La costruzione della tensione, l’aggressione e la luna di miele si ripetono ciclicamente e tendenzialmente non si esauriscono. Se nessuna delle parti coinvolte cerca aiuto, si reinnesca lentamente la fase di crescita della tensione. Un fatto qualsiasi conduce allora a un’ulteriore escalation e la spirale della violenza torna a girare.
I dati raccolti dai centri specializzati dimostrano che, con il passare del tempo, i maltrattamenti tendono a diventare più frequenti e più gravi. Il ciclo si ripete e può solitamente essere interrotto solo con un intervento e un accompagnamento esterni.
In quest’ottica, il raptus non esiste. La violenza ha radici antiche, gli uomini violenti hanno imparato la violenza in famiglie dove era presente dolore e violenza e hanno strutturato gravi disturbi di personalità che li portano ad riagire certe dinamiche.
Strategie di fronteggiamento
A loro volta, le donne che scelgono uomini violenti, perpetuano modelli che hanno già vissuto e che sono loro familiari. Si tratta di donne che hanno bisogno di aiuto.
Diventa quindi fondamentale, in ottica preventiva, insegnare alle nostre figlie a riconoscere quei segnali di rabbia ed impulsività che sono alla base della violenza e a riconoscere le diverse forme di violenza. Esistono infatti tante forme di maltrattamento, alcune più visibili, altre più subdole e striscianti come ad esempio umiliazioni e critiche continue, controllo costante anche di tipo economico, isolamento dal contesto sociale, comportamenti persecutori continuativi.
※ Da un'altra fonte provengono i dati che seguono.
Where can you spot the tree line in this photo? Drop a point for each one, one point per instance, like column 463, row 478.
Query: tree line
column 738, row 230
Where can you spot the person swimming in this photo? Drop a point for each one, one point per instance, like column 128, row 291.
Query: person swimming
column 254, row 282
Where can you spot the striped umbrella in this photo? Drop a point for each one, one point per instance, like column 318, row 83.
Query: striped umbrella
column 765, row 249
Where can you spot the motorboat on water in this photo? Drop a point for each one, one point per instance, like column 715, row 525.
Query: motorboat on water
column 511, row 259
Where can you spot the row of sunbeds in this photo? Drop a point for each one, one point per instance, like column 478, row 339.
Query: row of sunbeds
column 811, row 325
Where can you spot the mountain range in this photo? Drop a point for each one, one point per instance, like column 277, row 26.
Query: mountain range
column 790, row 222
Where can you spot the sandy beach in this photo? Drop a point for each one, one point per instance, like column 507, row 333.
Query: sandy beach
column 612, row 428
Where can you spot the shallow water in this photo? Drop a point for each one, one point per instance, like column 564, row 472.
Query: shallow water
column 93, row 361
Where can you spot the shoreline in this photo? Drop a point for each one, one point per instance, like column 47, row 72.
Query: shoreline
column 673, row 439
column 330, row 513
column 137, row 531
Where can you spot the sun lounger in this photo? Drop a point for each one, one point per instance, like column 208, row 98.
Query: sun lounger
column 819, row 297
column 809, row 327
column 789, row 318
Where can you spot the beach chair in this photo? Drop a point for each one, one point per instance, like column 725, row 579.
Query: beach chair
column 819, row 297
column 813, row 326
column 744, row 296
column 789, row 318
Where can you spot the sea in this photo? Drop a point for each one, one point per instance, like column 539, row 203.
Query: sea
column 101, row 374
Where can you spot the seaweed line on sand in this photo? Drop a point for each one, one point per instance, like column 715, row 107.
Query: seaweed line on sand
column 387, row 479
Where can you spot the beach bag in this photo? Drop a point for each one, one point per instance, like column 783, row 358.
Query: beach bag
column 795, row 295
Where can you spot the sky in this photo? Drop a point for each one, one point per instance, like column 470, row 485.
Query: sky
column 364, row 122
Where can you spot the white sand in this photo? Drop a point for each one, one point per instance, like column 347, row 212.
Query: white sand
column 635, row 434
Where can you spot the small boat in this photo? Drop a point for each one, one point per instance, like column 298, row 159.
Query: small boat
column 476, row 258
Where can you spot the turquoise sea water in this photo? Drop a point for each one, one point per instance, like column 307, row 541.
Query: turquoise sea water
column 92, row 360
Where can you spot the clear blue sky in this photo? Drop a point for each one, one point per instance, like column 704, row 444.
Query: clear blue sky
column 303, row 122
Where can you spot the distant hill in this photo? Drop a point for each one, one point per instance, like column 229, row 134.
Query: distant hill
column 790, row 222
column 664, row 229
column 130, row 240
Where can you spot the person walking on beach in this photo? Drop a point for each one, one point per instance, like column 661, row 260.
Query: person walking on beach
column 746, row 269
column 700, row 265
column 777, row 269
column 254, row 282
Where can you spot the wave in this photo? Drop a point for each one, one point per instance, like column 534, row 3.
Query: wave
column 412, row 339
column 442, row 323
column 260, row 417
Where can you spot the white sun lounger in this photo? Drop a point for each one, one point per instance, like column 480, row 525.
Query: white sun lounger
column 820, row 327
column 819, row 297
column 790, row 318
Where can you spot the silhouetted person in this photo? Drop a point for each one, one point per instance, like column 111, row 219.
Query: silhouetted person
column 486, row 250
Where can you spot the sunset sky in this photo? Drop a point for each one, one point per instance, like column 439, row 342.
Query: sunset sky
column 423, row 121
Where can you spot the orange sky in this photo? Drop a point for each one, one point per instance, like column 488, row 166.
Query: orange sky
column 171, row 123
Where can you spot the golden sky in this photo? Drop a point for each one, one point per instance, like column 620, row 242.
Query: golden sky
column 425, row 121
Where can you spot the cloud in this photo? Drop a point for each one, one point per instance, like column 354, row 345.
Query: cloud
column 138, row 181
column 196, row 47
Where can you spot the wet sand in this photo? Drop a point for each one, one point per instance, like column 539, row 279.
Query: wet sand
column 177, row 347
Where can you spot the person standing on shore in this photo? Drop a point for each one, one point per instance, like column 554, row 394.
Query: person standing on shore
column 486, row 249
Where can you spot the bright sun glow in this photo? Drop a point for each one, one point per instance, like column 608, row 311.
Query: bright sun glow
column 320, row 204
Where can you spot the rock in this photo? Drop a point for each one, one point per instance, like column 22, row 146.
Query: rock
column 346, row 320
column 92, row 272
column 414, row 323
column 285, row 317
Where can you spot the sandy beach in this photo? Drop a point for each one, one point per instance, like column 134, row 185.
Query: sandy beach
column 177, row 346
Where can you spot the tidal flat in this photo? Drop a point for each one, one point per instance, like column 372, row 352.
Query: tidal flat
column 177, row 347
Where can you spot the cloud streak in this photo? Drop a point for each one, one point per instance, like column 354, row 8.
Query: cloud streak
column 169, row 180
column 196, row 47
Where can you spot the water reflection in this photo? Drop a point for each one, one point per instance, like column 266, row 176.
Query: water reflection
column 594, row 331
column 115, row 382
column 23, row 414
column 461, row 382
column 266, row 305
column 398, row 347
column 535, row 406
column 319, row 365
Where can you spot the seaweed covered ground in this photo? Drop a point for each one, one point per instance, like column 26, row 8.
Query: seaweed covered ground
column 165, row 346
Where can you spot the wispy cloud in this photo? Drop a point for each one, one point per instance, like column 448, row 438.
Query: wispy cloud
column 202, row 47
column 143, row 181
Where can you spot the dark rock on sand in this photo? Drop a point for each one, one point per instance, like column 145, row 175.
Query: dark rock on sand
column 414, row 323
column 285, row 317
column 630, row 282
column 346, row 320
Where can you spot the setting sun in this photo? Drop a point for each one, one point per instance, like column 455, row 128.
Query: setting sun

Inoltre, bisogna insegnare alle ragazze e alle donne a uscire dall’isolamento, che è uno dei principali meccanismi di mantenimento e perpetuazione della violenza.
Bisogna rompere il segreto e parlarne, parlarne, parlarne, con le famiglie, con le amiche, con i colleghi di lavoro, con gli specialisti del pronto soccorso e dei centri antiviolenza.
Se ne può parlare, se ne deve parlare per fare prevenzioni ma soprattutto per poter intervenire, per poter costruire un’alternativa, per poter creare una rete di aiuto, per curarsi e tutelarsi.